I swam and played in the water with confidence only because my mother was nearby, and I was sure she would not let me get into difficulties and would rescue me if I did. But coming from a family with seafarers in my ancestry, and spending so much time near the sea taught me a respect for the power of the water, especially when it was rough weather. That means I would never have dreamt of doing anything as stupid as getting out of a boat into a rough sea, as Peter is shown as doing in our Gospel reading.
But we are not meant to take this story literally. As the Dean of St Albans, Jeffrey John, pointed out in his book “The Meaning in the Miracles”, trying to find out what actually happened when these incidents took place – or even if they did – is pointless. What is important is what the Gospel writers are trying to tell us through the miracle story.
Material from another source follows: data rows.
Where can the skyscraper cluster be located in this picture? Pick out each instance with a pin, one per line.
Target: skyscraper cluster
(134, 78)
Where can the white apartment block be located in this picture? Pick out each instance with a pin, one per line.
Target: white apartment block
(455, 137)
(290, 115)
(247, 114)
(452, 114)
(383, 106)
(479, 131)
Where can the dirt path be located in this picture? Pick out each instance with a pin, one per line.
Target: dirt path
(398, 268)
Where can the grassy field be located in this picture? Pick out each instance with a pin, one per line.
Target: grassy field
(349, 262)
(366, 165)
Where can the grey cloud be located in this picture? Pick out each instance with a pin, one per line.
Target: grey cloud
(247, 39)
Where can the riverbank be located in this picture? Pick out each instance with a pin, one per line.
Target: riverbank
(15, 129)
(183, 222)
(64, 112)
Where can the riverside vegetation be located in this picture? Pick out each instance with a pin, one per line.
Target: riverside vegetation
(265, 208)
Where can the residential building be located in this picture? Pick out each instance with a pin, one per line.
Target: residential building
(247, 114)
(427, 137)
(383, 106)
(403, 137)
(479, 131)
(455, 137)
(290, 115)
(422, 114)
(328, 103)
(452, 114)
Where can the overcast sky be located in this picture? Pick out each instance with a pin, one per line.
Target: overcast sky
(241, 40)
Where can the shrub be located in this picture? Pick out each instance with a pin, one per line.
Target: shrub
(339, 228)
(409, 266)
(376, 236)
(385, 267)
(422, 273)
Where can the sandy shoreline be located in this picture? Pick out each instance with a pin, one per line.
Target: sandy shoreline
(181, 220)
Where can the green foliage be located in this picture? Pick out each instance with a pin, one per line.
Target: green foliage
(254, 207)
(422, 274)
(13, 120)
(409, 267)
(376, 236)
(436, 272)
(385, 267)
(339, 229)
First of all, the miracle is telling us about Jesus. There is a strand of the Old Testament that sees the sea as the place of chaos, inhabited by sea monsters who cause storms and the deaths of seafarers. But one strand of the creation myths, echoes of which are found in the Psalms and Job, tells how Yahweh defeated the sea monsters to form the earth. So, when Jesus calms the storm, the text is telling us that God is present. There are also passages in the psalms which talk of God walking on the surface of the sea. So when Jesus walks on the water, the story again is telling us that God is present in him. And just to confirm it, Jesus says, “Don’t be afraid, I am” ( using the name of God given to Moses in Exodus).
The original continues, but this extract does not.